En vertu de l'amendement approuvé mardi à une large majorité par la chambre des Communes, les femmes anglaises et galloises avortant au-delà du délai légal de 24 semaines ne pourront plus faire l'objet de poursuites pénales.
Les députés britanniques ont voté mardi en faveur de la dépénalisation de l'avortement tardif en Angleterre et au Pays de Galles, suite à plusieurs faits divers qui ont suscité l'indignation au Royaume-Uni ces dernières années.
Avec une large majorité de 379 voix pour et 137 contre, la Chambre des communes a approuvé un amendement à une loi datant de 1861 - adoptée à l'époque par un parlement exclusivement masculin et élu uniquement par des hommes - qui criminalisait l'avortement.
Ce texte avait déjà été adouci par la loi sur l'avortement de 1967, qui a autorisé l'interruption volontaire de grossesse avant 23 semaines et six jours et sous contrôle médical.
Les femmes avortant après 24 semaines ne seront plus poursuivies
En vertu de l'amendement approuvé mardi, les femmes anglaises et galloises qui interrompent leur grossesse après 24 semaines ne feront plus l'objet de poursuites pénales.
Les professionnels de la santé ou toute personne aidant une femme à avorter en dehors de cette limite légale pourront cependant toujours être poursuivis.
La députée travailliste Tonia Antoniazzi, affime que ce changement était nécessaire parce que la police avait enquêté sur plus de 100 femmes soupçonnées d'avoir pratiqué des avortements illégaux au cours des cinq dernières années, y compris sur des femmes ayant subi des fausses couches naturelles et des enfants mort-nés.
"Ce texte législatif ne fera qu'éloigner les femmes du système de justice pénale parce qu'elles sont vulnérables et qu'elles ont besoin de notre aide", a-t-elle déclaré. "Quel intérêt public cela sert-il ? Ce n'est pas de la justice, c'est de la cruauté et cela doit cesser".
La Chambre des communes devra maintenant adopter un projet de loi plus large sur la criminalité avant qu'il ne soit transmis à la Chambre des Lords, où il peut être retardé mais pas bloqué.
Une étape "cruciale" dans la lutte pour le droit des femmes, selon les groupes de défense de l'IVG
En vertu de la législation actuelle, les médecins sont autorisés à pratiquer des avortements en Angleterre, en Écosse et au Pays de Galles jusqu'à 24 semaines, et au-delà dans des circonstances particulières, par exemple lorsque la vie de la mère est en danger. En Irlande du Nord, l'avortement a été dépénalisé en 2019.
Les partisans de l'amendement approuvé mardi estiment qu'il s'agit d'une réforme historique qui empêchera les femmes d'aller en prison pour avoir mis fin à leur grossesse.

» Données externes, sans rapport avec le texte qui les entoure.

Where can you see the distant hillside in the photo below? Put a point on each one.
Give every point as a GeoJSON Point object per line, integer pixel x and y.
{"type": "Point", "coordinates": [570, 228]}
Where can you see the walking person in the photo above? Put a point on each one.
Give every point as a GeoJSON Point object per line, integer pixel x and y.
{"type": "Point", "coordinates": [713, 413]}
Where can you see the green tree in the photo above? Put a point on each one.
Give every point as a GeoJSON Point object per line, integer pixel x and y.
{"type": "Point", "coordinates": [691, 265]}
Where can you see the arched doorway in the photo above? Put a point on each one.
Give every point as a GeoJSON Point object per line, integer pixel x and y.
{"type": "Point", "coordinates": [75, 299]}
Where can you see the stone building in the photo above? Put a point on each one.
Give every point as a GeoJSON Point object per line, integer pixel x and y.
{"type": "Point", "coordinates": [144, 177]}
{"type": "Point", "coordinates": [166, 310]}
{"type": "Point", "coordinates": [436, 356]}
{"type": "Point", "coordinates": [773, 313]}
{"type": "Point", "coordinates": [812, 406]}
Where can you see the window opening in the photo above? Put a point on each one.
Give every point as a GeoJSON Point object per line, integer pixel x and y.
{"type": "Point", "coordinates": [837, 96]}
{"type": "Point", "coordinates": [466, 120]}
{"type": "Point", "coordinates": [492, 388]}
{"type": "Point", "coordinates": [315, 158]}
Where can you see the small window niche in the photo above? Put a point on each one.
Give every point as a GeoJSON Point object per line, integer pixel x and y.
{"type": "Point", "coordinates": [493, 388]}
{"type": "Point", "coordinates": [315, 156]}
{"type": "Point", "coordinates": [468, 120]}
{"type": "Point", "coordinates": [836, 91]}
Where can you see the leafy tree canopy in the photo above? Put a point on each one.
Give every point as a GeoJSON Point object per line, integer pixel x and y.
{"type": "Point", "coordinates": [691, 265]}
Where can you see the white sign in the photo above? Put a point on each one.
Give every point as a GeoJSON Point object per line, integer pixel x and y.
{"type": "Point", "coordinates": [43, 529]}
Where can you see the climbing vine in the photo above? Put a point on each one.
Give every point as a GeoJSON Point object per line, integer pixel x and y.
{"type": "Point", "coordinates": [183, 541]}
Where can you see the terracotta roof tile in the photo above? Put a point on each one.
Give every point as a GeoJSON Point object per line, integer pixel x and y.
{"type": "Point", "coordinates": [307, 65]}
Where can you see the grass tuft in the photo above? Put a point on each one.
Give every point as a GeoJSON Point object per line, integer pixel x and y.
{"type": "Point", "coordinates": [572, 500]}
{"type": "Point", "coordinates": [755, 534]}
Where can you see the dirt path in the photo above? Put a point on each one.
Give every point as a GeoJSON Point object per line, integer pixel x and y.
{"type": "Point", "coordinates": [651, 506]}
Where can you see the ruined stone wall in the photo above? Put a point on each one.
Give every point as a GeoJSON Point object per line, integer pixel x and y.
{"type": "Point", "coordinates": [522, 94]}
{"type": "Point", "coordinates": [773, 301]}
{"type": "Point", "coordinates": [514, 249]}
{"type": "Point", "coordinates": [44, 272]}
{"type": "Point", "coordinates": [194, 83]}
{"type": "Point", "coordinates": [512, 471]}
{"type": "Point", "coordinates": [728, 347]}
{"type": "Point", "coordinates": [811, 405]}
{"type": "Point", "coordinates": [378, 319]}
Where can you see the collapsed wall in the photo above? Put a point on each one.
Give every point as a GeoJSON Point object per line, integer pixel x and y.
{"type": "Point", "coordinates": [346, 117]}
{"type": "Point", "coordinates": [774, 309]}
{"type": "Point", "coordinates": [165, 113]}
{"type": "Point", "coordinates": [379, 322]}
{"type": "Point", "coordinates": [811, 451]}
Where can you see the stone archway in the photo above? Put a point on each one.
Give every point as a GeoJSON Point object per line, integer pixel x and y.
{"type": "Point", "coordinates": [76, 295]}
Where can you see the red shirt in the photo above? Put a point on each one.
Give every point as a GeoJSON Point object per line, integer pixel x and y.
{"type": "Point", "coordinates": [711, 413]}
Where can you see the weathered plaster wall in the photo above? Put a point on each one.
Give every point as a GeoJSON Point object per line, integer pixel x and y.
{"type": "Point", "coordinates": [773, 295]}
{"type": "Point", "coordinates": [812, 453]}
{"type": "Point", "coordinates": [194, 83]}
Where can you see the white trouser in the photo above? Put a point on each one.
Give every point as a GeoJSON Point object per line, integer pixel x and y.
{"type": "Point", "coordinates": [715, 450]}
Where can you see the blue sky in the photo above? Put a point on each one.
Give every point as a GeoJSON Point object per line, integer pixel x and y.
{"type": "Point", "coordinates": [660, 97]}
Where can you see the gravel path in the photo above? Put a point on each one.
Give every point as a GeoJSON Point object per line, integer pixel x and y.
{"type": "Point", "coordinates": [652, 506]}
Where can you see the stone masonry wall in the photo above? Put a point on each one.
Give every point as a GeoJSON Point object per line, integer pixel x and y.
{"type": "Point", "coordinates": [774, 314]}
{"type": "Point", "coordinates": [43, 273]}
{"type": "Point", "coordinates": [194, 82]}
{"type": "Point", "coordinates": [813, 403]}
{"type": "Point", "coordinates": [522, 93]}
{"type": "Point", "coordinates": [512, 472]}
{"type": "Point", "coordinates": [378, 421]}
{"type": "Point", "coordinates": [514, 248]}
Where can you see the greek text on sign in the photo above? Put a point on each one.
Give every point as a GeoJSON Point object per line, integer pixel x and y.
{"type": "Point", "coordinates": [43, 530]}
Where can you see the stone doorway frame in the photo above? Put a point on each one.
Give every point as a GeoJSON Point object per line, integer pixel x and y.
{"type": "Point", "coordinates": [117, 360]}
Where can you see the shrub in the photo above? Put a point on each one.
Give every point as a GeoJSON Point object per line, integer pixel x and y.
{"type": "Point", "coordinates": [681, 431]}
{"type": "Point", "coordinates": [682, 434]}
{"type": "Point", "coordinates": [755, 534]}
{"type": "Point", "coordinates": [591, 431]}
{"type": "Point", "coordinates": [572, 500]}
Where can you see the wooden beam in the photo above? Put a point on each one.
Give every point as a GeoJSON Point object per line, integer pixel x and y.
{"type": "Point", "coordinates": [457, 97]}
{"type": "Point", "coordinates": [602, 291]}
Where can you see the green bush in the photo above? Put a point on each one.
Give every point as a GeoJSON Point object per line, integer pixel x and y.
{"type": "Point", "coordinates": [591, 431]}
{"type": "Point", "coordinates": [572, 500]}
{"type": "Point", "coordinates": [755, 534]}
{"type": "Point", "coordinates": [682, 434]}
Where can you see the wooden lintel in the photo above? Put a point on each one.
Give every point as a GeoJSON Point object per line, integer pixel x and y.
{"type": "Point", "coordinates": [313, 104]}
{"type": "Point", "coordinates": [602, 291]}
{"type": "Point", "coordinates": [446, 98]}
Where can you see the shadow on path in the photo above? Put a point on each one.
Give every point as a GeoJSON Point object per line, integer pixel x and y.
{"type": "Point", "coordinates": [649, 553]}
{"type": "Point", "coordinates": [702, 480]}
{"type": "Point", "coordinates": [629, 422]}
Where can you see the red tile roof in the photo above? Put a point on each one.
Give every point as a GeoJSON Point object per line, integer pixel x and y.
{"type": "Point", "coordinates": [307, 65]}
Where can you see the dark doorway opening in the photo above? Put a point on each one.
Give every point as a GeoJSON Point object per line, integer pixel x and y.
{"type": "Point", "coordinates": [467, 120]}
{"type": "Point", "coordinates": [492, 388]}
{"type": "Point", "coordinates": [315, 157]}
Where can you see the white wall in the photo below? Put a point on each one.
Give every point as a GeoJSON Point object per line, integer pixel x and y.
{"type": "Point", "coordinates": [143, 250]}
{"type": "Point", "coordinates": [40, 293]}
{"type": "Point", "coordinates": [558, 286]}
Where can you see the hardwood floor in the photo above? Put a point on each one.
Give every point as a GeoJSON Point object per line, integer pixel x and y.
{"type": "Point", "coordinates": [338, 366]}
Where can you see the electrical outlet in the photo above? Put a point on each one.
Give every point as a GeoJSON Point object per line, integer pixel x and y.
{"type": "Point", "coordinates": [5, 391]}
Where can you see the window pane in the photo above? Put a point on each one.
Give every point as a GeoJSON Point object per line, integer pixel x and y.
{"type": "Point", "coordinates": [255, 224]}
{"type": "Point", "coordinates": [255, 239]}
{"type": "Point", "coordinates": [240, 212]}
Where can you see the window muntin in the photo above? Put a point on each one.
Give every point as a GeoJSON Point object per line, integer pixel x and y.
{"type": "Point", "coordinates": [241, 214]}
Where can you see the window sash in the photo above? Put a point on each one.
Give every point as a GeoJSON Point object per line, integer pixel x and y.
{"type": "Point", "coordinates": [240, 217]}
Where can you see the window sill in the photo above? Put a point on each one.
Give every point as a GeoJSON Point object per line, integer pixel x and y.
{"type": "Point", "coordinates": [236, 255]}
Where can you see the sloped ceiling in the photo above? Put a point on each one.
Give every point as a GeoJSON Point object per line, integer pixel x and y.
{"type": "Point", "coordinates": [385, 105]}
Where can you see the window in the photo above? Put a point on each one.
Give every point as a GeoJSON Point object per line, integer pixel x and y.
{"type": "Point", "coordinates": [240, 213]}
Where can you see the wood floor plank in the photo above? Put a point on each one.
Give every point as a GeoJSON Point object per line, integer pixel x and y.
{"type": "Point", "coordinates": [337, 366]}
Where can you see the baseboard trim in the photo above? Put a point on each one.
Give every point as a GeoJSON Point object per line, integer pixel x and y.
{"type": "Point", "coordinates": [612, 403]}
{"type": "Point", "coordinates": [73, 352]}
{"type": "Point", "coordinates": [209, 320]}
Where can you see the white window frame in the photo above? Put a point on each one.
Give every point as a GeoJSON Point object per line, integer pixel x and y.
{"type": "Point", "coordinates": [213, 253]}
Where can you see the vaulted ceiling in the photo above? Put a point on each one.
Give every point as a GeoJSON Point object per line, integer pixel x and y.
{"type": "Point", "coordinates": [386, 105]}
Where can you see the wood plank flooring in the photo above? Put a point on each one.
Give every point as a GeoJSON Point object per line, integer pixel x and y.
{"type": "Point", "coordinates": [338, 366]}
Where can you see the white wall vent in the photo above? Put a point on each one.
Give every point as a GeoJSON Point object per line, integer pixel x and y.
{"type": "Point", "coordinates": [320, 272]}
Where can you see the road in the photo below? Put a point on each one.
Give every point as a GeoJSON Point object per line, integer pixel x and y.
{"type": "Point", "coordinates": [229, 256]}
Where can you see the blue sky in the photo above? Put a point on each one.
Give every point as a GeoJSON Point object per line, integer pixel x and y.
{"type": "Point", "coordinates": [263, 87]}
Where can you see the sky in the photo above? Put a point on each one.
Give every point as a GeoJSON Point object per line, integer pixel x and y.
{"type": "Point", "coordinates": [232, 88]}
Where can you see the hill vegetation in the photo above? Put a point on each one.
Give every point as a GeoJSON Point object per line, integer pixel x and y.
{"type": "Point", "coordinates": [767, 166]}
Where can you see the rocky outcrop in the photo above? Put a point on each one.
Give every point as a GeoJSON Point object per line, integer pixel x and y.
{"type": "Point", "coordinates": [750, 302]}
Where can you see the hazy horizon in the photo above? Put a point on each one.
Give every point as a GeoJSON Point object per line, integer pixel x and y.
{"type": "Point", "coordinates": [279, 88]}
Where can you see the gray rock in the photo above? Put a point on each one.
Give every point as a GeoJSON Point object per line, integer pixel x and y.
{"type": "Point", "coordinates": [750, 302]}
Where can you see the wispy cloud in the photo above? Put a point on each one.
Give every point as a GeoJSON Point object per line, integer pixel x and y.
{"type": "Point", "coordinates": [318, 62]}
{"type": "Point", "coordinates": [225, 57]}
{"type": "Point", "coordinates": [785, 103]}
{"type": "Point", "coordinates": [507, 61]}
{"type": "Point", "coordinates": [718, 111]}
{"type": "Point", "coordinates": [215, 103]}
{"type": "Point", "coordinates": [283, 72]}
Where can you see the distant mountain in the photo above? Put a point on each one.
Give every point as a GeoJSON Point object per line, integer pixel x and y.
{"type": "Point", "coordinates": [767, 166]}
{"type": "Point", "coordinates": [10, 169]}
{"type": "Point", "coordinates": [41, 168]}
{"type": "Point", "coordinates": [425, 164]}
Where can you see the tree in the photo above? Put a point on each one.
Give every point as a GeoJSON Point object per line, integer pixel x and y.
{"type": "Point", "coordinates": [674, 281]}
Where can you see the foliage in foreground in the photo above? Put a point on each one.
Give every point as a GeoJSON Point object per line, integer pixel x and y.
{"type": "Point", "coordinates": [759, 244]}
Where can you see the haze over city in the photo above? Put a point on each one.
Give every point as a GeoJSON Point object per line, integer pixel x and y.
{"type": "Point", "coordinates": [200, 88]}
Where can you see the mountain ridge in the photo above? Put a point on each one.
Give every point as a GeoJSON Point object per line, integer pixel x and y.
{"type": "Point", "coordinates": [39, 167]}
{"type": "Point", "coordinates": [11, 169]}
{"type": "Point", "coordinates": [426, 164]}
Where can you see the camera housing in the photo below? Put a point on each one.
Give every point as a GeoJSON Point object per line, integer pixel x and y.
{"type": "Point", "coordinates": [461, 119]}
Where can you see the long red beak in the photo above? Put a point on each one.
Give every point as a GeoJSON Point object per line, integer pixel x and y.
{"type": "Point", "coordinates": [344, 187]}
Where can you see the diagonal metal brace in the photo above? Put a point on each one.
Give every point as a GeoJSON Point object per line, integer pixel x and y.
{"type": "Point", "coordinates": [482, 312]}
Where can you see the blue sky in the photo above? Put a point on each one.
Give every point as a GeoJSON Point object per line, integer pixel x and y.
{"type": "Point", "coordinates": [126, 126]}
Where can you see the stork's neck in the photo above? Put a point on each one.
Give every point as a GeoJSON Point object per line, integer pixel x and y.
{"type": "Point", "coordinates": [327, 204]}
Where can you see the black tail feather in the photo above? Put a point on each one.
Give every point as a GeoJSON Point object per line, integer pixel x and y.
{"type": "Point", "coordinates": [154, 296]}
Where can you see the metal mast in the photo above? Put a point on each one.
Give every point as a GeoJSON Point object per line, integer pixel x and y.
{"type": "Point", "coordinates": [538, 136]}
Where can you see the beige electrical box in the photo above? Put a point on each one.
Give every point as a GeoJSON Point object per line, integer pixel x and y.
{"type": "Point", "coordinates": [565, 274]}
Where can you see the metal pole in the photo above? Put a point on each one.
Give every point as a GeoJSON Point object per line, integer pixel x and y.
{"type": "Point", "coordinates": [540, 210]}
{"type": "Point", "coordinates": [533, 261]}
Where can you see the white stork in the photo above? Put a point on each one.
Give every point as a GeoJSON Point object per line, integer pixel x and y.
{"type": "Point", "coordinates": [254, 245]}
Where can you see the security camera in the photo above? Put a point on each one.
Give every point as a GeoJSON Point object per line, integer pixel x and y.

"À l'heure où nous assistons à des reculs en matière de droits génésiques, notamment aux États-Unis, cette étape cruciale dans la lutte pour les droits génésiques envoie un message fort : nos législateurs défendent les femmes", a déclaré Louise McCudden, de MSI Reproductive Choices.
Sans surprise, les groupes de lutte contre l'IVG se sont en revanche opposés à ces mesures, arguant qu'elles ouvriraient la porte à l'avortement sur demande à n'importe quel stade de la grossesse.
"Les bébés à naître seront privés de toute protection restante et les femmes seront laissées à la merci des agresseurs", estime Alithea Williams, responsable de la politique publique de la Société pour la protection des enfants à naître.
Les poursuites ont stimulé la réforme
Les modifications apportées à la loi pendant la pandémie de COVID-19 ont permis aux femmes de recevoir des pilules abortives par courrier et d'interrompre leur grossesse à domicile dans les 10 semaines suivant la conception.
Cela a donné lieu à plusieurs affaires très médiatisées de femmes poursuivies pour avoir obtenu illégalement des pilules abortives et les avoir utilisées pour mettre fin à leur propre grossesse après 24 semaines ou plus.
Une mère de trois enfants a ainsi été condamnée à plus de deux ans de prison en 2023 pour avoir provoqué médicalement un avortement environ huit mois après le début de sa grossesse.
Carla Foster, 45 ans, a été libérée environ un mois plus tard par une cour d'appel qui a réduit sa peine. La juge Victoria Sharp a déclaré que ce cas nécessitait "de la compassion et non une punition" et qu'il n'était pas utile de l'emprisonner.
Le mois dernier, un jury a également acquitté Nicola Packer, une femme britannique qui avait pris des médicaments abortifs après environ 26 semaines de grossesse, alors qu'elle pensait être enceinte depuis nettement moins longtemps.